We’ve maintained near blog silence over the last month or so because we’ve been doing other things–traveling to and around Sri Lanka, to start with.
If you don’t know, Sri Lanka, formerly known as Ceylon, is an island off the southeastern coast of India, near Goa. It was once a Dutch colony, and then was taken over by the British, who returned it to its people in 1948, the same time period the ailing Empire released many of its colonies from its grip.

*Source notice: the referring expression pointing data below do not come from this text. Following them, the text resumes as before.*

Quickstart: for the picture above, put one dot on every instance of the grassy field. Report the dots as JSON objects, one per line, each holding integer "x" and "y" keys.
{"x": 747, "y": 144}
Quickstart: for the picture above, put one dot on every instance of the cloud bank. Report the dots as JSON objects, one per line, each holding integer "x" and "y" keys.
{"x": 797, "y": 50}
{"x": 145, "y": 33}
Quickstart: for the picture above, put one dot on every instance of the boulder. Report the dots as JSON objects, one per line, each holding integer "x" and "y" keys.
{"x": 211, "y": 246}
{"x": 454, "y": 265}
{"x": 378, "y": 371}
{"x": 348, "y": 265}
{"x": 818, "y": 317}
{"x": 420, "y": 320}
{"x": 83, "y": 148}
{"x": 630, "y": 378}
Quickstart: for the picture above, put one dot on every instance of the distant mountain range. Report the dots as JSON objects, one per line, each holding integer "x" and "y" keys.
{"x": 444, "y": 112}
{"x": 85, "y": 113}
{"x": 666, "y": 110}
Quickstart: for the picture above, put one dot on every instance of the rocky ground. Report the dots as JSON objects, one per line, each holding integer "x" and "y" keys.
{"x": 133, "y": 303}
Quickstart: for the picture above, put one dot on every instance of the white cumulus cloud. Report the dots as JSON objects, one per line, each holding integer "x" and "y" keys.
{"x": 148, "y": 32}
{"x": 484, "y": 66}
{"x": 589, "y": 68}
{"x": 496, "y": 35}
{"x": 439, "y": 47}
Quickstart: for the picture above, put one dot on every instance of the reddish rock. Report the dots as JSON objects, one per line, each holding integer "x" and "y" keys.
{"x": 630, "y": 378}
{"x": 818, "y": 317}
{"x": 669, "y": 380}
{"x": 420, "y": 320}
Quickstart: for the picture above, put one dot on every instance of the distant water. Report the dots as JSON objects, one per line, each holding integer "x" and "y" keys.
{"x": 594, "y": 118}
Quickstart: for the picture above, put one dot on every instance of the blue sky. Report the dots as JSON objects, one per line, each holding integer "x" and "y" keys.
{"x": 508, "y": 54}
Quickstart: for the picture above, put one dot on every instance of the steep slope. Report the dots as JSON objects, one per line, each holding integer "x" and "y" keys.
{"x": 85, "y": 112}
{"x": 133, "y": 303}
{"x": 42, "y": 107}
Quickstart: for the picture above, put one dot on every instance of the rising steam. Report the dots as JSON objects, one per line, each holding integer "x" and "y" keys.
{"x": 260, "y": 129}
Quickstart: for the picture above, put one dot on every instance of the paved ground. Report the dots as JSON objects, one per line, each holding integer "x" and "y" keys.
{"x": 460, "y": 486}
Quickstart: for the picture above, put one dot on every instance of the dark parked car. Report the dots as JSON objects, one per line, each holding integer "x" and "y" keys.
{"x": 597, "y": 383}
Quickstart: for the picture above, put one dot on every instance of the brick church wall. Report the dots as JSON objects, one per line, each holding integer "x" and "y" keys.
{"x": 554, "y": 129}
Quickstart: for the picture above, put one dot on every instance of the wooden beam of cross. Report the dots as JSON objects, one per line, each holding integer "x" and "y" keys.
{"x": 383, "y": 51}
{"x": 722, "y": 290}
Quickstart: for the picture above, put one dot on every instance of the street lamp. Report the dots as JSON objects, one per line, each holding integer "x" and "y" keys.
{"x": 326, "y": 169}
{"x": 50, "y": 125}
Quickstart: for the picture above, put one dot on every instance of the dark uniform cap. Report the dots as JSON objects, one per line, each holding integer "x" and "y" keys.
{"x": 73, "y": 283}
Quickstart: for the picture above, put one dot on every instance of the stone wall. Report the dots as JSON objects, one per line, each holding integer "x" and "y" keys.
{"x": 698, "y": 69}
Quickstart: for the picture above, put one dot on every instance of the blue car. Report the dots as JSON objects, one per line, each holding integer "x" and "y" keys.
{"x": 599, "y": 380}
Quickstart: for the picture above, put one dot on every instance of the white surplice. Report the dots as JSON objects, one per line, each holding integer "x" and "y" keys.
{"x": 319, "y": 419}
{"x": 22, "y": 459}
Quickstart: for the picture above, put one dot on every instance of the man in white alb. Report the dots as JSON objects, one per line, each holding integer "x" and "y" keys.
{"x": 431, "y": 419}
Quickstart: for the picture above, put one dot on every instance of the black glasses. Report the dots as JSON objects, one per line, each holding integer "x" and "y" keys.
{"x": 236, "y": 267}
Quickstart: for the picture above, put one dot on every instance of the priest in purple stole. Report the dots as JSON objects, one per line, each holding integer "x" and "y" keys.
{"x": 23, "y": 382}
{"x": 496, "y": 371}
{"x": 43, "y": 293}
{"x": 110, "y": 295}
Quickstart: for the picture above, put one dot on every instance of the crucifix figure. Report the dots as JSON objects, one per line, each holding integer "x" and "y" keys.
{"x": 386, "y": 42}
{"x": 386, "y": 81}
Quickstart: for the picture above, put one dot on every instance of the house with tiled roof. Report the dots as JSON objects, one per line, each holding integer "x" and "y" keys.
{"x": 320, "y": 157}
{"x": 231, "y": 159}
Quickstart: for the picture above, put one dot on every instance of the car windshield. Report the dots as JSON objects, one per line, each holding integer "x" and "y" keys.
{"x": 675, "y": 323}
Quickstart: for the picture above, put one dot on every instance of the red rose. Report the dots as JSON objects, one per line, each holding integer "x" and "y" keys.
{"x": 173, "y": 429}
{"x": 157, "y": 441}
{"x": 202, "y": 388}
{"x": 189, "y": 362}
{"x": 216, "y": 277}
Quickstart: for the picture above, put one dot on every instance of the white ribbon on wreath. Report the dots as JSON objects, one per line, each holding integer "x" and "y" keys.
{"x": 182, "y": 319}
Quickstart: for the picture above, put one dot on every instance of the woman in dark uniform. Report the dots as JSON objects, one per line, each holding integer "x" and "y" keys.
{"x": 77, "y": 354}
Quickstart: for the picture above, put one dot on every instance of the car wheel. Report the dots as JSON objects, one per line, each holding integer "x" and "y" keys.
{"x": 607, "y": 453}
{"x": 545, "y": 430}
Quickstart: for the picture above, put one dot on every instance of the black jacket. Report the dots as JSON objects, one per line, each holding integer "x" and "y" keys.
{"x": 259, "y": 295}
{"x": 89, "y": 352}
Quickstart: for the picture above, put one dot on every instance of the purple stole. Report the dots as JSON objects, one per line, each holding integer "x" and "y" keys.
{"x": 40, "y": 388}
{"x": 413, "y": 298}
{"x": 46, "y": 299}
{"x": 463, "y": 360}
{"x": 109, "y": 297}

Now the island of Sri Lanka was perhaps best known to me as the place where most of Indiana Jones and the Temple of Doom was filmed. I loved that movie as a kid, and despite its inherent silliness, I still enjoy it today. Scenes involving giant fruit bats, elephants, and huge ravines are etched into my memory. The idea of visiting that place appealed to me ever since I found out that traveling there is inexpensive from the UAE. The opportunity finally presented itself after school ended and we had a little time to kill before departing for the USA. So, along with a fellow teacher and her family, we planned a trip and made our way abroad. We traveled via FlyDubai, a low-coster operating out of Dubai, and tickets were $540 for the three of us (of course the little one flies well nigh free for now). So getting there isn’t any more expensive than it is to fly within the States from Georgia to Maine–and right now much less. Lodging wasn’t looking too expensive, either, at about $60 a night for a nice looking B&B in Kandy, and many other places for the other leg of our trip looking affordable, too.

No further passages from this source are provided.